Facebook Twitter Appstore
Page d'accueil > Résultats de la recherche

§ France, Conseil d'État, Assemblee, 16 octobre 1970, 72802, 72803, 72813 et 72814

Imprimer

Sens de l'arrêt : Rejet
Type d'affaire : Administrative
Type de recours : Plein contentieux

Numérotation :

Numéro d'arrêt : 72802;72803;72813;72814
Numéro NOR : CETATEXT000007642503 ?
Identifiant URN:LEX : urn:lex;fr;conseil.etat;arret;1970-10-16;72802 ?

Analyses :

COMPTABILITE PUBLIQUE - REGIME JURIDIQUE DES ORDONNATEURS ET DES COMPTABLES - Comptables publics - Absence d'intérêt à faire appel de jugements annulant un état de recettes.

18-01, 54-01-05 Un trésorier-payeur général et un receveur municipal agissant ès-qualité n'ont pas qualité pour faire appel de jugements annulant un état de recettes et un avis tendant au reversement d'une somme, alors même que la Cour des comptes a, par un arrêt provisoire, enjoint au receveur de justifier qu'il a obtenu, ou fait diligence pour obtenir le reversement de la somme dont s'agit.

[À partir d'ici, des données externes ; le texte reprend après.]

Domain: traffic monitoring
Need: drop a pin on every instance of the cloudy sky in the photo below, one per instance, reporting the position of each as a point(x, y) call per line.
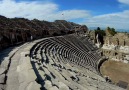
point(93, 13)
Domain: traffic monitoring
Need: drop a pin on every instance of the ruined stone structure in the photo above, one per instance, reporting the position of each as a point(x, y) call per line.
point(65, 62)
point(117, 47)
point(57, 63)
point(114, 47)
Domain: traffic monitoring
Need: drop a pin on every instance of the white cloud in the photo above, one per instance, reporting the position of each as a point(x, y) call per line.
point(116, 20)
point(40, 10)
point(124, 1)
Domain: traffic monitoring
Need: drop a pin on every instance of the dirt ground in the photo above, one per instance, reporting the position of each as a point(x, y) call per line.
point(117, 71)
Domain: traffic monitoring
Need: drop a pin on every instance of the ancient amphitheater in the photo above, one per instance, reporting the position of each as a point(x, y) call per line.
point(67, 62)
point(64, 62)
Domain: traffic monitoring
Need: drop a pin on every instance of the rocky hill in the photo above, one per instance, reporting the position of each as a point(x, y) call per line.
point(17, 30)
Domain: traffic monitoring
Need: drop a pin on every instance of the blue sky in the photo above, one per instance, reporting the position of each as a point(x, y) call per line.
point(93, 13)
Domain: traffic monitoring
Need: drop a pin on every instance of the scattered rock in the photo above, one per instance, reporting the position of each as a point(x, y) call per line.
point(2, 78)
point(33, 86)
point(2, 70)
point(62, 86)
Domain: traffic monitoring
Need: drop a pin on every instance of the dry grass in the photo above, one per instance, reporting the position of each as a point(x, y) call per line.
point(116, 71)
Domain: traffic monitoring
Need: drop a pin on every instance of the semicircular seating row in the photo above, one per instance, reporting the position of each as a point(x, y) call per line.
point(66, 63)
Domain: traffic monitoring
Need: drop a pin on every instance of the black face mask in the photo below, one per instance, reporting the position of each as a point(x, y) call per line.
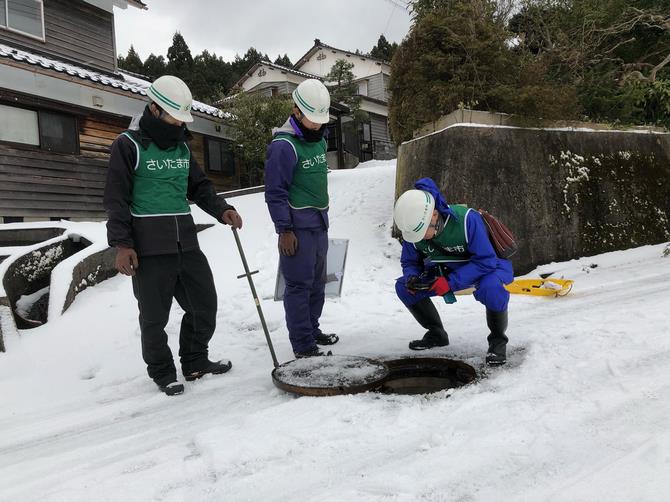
point(310, 135)
point(163, 134)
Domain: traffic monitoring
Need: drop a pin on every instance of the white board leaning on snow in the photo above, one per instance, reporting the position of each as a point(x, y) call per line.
point(336, 261)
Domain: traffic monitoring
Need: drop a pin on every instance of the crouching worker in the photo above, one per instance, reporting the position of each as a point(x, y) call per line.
point(446, 248)
point(151, 174)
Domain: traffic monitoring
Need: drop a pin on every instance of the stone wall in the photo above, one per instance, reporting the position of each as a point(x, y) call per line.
point(564, 193)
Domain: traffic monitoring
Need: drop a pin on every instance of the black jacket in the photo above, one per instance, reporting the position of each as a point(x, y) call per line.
point(157, 234)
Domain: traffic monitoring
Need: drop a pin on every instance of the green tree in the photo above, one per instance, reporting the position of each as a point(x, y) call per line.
point(210, 77)
point(456, 54)
point(612, 51)
point(251, 119)
point(180, 61)
point(384, 50)
point(284, 61)
point(131, 62)
point(343, 89)
point(154, 66)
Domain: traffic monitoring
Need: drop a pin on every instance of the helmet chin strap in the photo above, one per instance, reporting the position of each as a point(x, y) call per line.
point(439, 224)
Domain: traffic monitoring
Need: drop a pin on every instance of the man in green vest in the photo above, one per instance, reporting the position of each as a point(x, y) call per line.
point(296, 193)
point(152, 175)
point(446, 248)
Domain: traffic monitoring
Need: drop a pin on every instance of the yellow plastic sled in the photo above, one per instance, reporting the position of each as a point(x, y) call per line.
point(540, 287)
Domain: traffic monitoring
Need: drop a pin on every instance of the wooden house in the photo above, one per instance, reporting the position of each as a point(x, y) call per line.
point(63, 101)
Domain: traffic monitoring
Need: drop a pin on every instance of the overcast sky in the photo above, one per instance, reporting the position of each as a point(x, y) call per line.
point(231, 27)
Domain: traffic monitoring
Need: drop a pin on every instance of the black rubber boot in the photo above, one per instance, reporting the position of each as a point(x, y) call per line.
point(427, 316)
point(172, 389)
point(314, 352)
point(497, 323)
point(213, 367)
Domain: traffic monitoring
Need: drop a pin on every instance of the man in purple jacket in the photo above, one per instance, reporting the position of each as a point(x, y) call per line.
point(446, 248)
point(296, 192)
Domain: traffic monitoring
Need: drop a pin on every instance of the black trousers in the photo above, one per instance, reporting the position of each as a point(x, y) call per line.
point(185, 276)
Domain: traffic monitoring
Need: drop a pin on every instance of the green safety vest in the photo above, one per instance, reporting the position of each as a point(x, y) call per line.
point(160, 180)
point(310, 181)
point(451, 244)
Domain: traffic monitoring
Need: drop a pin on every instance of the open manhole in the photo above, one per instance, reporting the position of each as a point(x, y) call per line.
point(337, 375)
point(424, 375)
point(330, 375)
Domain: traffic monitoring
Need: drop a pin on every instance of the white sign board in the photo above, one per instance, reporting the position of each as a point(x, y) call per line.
point(337, 259)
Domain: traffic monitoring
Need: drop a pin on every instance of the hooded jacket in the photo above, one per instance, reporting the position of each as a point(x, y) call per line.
point(482, 260)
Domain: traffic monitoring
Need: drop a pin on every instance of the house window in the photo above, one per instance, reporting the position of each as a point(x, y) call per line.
point(366, 132)
point(23, 16)
point(19, 126)
point(220, 157)
point(50, 131)
point(58, 132)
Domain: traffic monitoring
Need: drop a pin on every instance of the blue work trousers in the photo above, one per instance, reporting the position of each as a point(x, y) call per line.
point(305, 276)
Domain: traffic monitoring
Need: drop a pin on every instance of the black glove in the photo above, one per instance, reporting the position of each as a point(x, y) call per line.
point(414, 284)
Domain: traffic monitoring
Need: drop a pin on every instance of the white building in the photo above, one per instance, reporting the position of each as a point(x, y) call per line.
point(370, 139)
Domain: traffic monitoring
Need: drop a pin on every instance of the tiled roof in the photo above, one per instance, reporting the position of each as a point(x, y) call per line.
point(119, 81)
point(318, 44)
point(252, 70)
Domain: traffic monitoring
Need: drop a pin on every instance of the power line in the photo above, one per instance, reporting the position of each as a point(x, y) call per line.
point(404, 5)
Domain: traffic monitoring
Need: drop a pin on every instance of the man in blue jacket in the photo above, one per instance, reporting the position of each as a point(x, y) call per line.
point(446, 248)
point(296, 192)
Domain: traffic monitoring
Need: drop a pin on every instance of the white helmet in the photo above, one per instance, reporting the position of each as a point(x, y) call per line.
point(313, 99)
point(412, 214)
point(173, 96)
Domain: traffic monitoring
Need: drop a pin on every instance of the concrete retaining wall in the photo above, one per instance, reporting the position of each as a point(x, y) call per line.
point(564, 193)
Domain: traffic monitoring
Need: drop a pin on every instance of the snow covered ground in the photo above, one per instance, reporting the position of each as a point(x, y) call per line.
point(580, 413)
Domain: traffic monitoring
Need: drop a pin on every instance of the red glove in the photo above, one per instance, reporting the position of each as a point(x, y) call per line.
point(441, 286)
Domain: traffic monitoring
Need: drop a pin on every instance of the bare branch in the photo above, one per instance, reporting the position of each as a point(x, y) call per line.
point(652, 75)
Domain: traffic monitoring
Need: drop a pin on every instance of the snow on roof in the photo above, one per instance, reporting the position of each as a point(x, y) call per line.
point(318, 44)
point(120, 81)
point(251, 70)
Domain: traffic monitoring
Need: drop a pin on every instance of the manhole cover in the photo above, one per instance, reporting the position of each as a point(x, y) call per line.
point(330, 375)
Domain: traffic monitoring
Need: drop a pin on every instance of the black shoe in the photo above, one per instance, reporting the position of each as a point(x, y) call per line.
point(215, 368)
point(430, 340)
point(315, 352)
point(172, 389)
point(426, 314)
point(326, 339)
point(493, 359)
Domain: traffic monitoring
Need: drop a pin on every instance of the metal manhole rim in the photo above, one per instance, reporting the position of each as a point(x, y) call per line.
point(466, 374)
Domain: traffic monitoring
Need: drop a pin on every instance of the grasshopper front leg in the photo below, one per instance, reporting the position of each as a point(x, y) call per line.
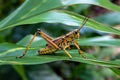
point(79, 50)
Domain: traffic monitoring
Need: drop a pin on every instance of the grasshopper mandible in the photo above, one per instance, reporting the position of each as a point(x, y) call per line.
point(60, 43)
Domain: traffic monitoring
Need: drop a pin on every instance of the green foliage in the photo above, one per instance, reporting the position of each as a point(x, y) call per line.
point(34, 11)
point(49, 11)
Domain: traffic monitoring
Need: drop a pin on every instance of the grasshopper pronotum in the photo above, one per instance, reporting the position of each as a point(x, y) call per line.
point(60, 43)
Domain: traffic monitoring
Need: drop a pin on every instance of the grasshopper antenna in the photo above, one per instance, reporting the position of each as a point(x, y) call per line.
point(83, 23)
point(28, 46)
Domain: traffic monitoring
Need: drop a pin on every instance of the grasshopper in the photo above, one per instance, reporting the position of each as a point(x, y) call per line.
point(60, 43)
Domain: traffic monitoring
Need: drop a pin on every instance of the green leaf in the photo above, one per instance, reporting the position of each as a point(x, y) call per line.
point(100, 41)
point(116, 70)
point(10, 51)
point(109, 18)
point(35, 11)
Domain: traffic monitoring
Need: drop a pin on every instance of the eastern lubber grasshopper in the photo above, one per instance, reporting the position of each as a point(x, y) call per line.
point(60, 43)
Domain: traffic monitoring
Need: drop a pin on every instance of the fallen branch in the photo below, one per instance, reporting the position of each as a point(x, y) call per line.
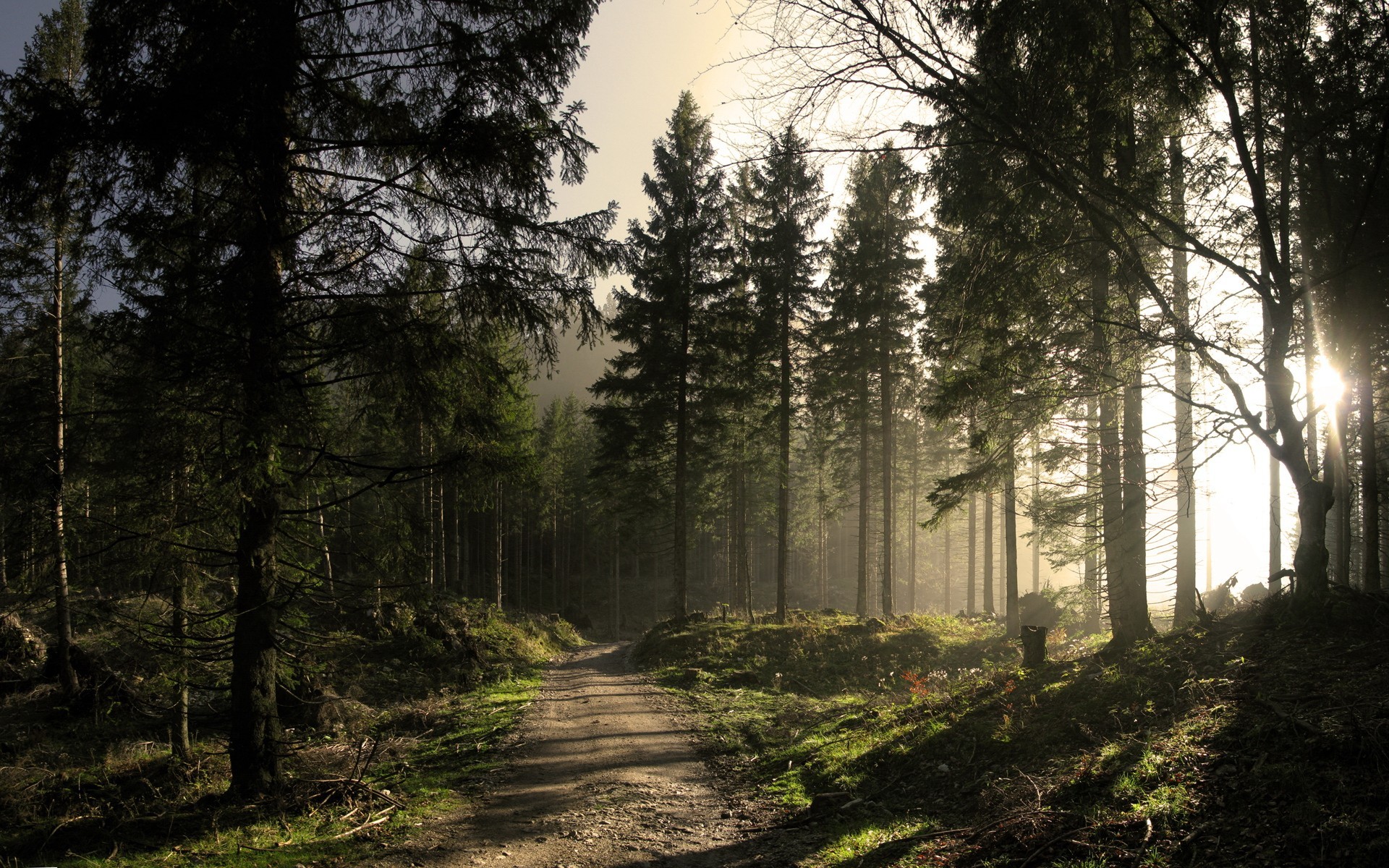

COMPTABILITE PUBLIQUE - REGIME JURIDIQUE DES ORDONNATEURS ET DES COMPTABLES - JUGEMENT DES COMPTES - COUR DES COMPTES - Portée d'un arrêt de la Cour des comptes.

18-01-04-01, 39-05-02 Marché ayant donné lieu à un règlement définitif, non susceptible de révision en application de l'article 541 du Code de procédure civile. L'intervention d'un arrêt provisoire de la Cour des comptes enjoignant au receveur municipal de justifier qu'il a obtenu, ou fait diligence pour obtenir, le reversement de sommes indûment payées à l'entrepreneur ne saurait permettre au maire d'émettre un ordre de versement à l'encontre de cet entrepreneur, ni priver l'entrepreneur des droits qu'il tient du caractère intangible des décomptes.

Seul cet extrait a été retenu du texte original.